After his spell passed, Peter stretched his heavy limbs and found they badly wanted movement. He reached for his running shoes, his thermals and sweats. Traffic on the main streets would be light, and the streets themselves should be mostly free of slop. He could get in a couple of miles before breakfast. Work out the knots that had tightened during the last couple of days.

Coming downstairs he saw Tara curled up on the living room couch, smoking away, staring at the tree and its multicolored pins of light. Her eyes were red. She wiped her cheeks and looked away from him. Peter took his jacket off a hook by the door. He removed his hat, gloves and scarf from one of the sleeves. Now Tara was staring at him.

“What?”

Tara sighed and disappeared behind a gray film. “They used to… I don’t know.”

“What?” Peter whispered.

“They used to at least try,” her voice creaked. “I remember years when there wasn’t room under the tree. When we had to use the chairs to pile things.”
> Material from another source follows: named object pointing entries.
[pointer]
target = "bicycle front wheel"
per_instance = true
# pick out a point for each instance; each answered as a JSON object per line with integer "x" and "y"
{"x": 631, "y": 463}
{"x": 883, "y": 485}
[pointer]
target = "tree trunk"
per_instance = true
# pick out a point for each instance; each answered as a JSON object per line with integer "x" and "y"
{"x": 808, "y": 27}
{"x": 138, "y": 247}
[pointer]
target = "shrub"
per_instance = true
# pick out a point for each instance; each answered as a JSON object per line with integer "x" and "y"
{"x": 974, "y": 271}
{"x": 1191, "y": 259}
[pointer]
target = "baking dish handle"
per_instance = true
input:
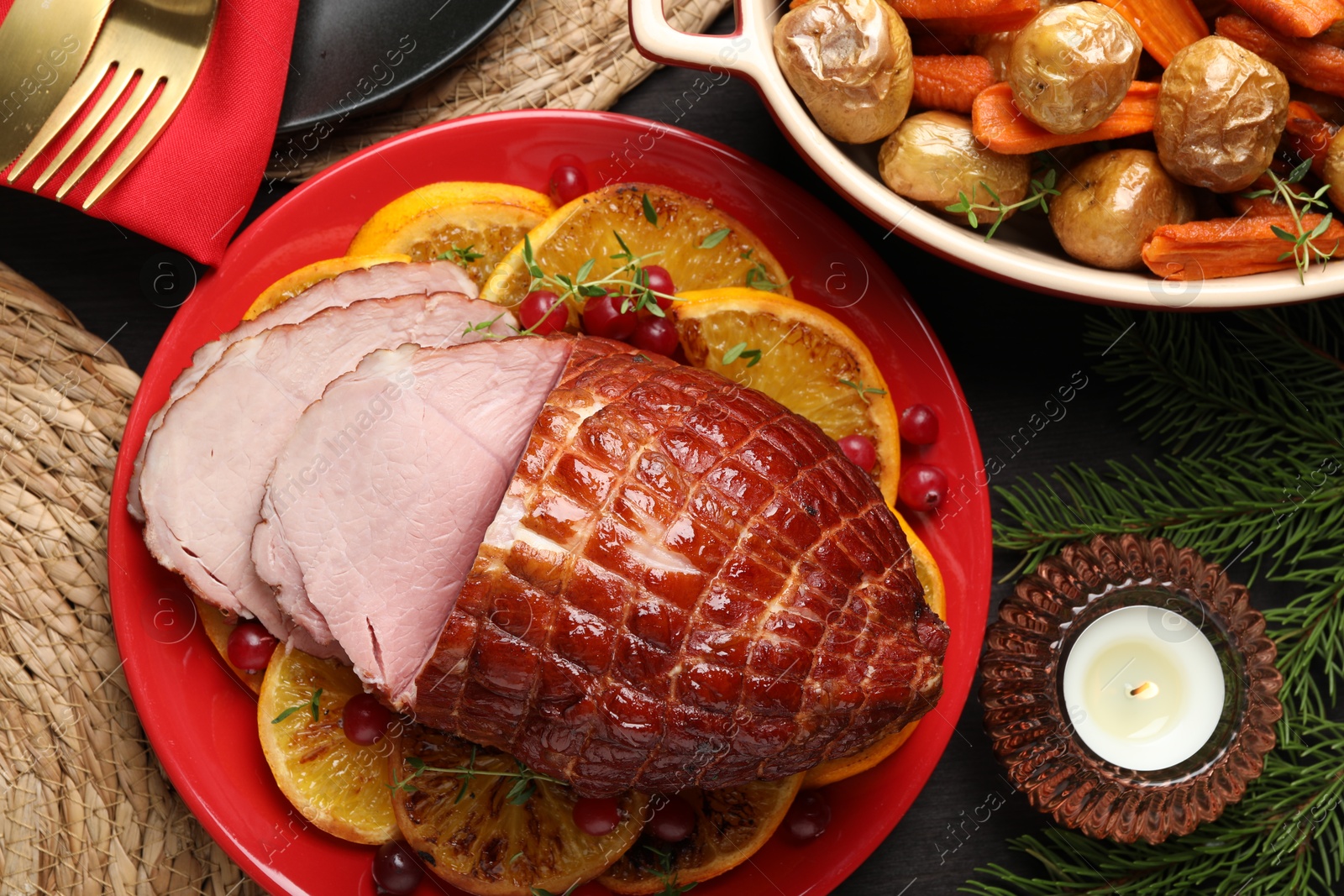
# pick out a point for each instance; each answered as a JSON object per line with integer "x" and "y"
{"x": 739, "y": 51}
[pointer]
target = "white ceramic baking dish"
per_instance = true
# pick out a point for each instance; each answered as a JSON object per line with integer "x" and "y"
{"x": 1032, "y": 259}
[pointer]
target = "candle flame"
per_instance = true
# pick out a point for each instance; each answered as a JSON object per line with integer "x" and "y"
{"x": 1146, "y": 691}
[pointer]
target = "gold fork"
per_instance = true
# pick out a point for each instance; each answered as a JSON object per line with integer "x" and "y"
{"x": 163, "y": 42}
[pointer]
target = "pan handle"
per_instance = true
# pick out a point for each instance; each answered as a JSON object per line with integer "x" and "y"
{"x": 746, "y": 51}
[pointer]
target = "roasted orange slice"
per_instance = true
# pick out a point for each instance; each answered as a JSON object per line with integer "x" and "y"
{"x": 218, "y": 627}
{"x": 491, "y": 826}
{"x": 335, "y": 783}
{"x": 601, "y": 231}
{"x": 293, "y": 284}
{"x": 936, "y": 595}
{"x": 730, "y": 825}
{"x": 470, "y": 223}
{"x": 800, "y": 356}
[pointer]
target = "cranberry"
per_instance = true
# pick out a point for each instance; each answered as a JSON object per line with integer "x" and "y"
{"x": 660, "y": 281}
{"x": 542, "y": 312}
{"x": 672, "y": 821}
{"x": 365, "y": 719}
{"x": 656, "y": 335}
{"x": 597, "y": 817}
{"x": 808, "y": 815}
{"x": 568, "y": 183}
{"x": 602, "y": 316}
{"x": 396, "y": 871}
{"x": 250, "y": 647}
{"x": 922, "y": 486}
{"x": 920, "y": 425}
{"x": 860, "y": 450}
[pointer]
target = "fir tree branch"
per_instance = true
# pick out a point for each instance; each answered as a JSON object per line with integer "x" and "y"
{"x": 1285, "y": 839}
{"x": 1250, "y": 508}
{"x": 1205, "y": 389}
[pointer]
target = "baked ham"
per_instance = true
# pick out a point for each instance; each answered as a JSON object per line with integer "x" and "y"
{"x": 381, "y": 499}
{"x": 380, "y": 281}
{"x": 683, "y": 584}
{"x": 206, "y": 466}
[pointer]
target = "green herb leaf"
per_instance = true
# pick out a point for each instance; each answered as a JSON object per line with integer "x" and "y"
{"x": 460, "y": 255}
{"x": 284, "y": 715}
{"x": 530, "y": 259}
{"x": 716, "y": 238}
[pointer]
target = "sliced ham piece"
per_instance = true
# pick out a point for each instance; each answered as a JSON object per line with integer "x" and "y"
{"x": 683, "y": 584}
{"x": 206, "y": 466}
{"x": 381, "y": 497}
{"x": 380, "y": 281}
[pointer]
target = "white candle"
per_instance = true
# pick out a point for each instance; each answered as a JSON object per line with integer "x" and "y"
{"x": 1142, "y": 688}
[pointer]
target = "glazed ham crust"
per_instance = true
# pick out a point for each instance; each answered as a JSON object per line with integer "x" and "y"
{"x": 685, "y": 584}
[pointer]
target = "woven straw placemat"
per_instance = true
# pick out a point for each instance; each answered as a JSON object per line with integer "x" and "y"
{"x": 548, "y": 54}
{"x": 85, "y": 809}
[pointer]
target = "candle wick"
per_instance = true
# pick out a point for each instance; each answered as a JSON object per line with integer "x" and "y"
{"x": 1146, "y": 691}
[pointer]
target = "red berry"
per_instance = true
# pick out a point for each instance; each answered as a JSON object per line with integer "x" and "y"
{"x": 922, "y": 486}
{"x": 597, "y": 817}
{"x": 250, "y": 647}
{"x": 860, "y": 450}
{"x": 602, "y": 316}
{"x": 542, "y": 312}
{"x": 808, "y": 815}
{"x": 568, "y": 183}
{"x": 396, "y": 871}
{"x": 920, "y": 425}
{"x": 656, "y": 335}
{"x": 365, "y": 719}
{"x": 674, "y": 821}
{"x": 660, "y": 281}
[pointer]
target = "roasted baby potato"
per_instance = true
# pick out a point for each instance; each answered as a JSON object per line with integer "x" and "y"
{"x": 850, "y": 60}
{"x": 1335, "y": 170}
{"x": 934, "y": 156}
{"x": 1112, "y": 203}
{"x": 1220, "y": 116}
{"x": 1072, "y": 66}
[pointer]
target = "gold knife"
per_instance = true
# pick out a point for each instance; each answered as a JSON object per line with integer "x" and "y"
{"x": 42, "y": 46}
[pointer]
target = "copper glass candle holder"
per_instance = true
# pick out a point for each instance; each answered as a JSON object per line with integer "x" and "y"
{"x": 1025, "y": 705}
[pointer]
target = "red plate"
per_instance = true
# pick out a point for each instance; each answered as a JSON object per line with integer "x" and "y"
{"x": 203, "y": 723}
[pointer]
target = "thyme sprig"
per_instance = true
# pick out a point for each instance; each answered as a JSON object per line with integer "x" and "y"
{"x": 522, "y": 790}
{"x": 1300, "y": 203}
{"x": 461, "y": 255}
{"x": 1038, "y": 196}
{"x": 667, "y": 873}
{"x": 752, "y": 355}
{"x": 312, "y": 705}
{"x": 864, "y": 390}
{"x": 629, "y": 280}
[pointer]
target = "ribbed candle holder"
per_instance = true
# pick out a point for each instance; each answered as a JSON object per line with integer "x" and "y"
{"x": 1023, "y": 689}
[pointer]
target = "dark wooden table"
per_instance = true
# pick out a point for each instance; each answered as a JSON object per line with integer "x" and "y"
{"x": 1011, "y": 349}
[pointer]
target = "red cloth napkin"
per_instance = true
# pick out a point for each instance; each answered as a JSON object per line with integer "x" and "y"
{"x": 195, "y": 184}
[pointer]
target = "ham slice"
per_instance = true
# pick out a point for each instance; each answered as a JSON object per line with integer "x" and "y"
{"x": 381, "y": 497}
{"x": 380, "y": 281}
{"x": 680, "y": 584}
{"x": 206, "y": 466}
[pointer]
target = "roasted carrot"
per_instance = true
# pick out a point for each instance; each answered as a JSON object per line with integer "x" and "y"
{"x": 1000, "y": 127}
{"x": 1310, "y": 63}
{"x": 1230, "y": 246}
{"x": 961, "y": 18}
{"x": 951, "y": 82}
{"x": 1294, "y": 18}
{"x": 1308, "y": 134}
{"x": 1164, "y": 26}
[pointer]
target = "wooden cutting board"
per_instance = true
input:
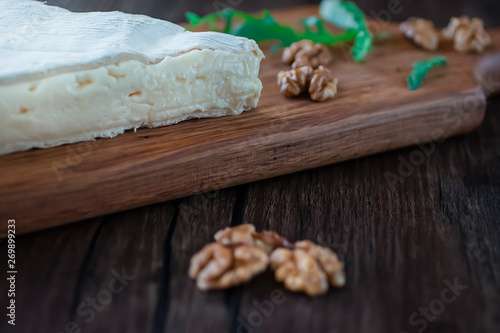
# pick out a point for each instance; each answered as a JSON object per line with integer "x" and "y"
{"x": 373, "y": 112}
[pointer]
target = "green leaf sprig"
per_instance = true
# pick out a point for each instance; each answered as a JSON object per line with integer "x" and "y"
{"x": 421, "y": 69}
{"x": 348, "y": 16}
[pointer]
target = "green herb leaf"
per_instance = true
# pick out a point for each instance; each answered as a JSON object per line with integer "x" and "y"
{"x": 347, "y": 15}
{"x": 420, "y": 70}
{"x": 264, "y": 27}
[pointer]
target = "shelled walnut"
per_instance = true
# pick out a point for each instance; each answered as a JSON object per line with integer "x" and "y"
{"x": 308, "y": 267}
{"x": 421, "y": 32}
{"x": 240, "y": 253}
{"x": 218, "y": 267}
{"x": 467, "y": 35}
{"x": 294, "y": 81}
{"x": 322, "y": 85}
{"x": 245, "y": 234}
{"x": 306, "y": 53}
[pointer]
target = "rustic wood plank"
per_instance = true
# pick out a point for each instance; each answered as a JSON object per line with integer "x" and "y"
{"x": 400, "y": 243}
{"x": 51, "y": 264}
{"x": 134, "y": 244}
{"x": 374, "y": 111}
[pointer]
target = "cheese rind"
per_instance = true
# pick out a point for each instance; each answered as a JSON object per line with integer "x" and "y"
{"x": 70, "y": 105}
“It was just stuff,” Peter grunted. He wound his scarf around his face.

“No,” Tara said. “It was how they communicated. How they said the things they didn’t say all year.”

“Well, they ran out of things to say.” Peter thrust his hand into a damp glove.

Tara shook. Her shoulders rounded and she brought her knees up to her chin. “I’m only fifteen. Already they got nothing to say to me? They let me smoke and curse in the house and they never even say anything!” She wiped a red eye.

Peter stood by the door wondering what to do. Should he pierce the gray cloud enfolding his sister and take her in his arms? Was there something he could say?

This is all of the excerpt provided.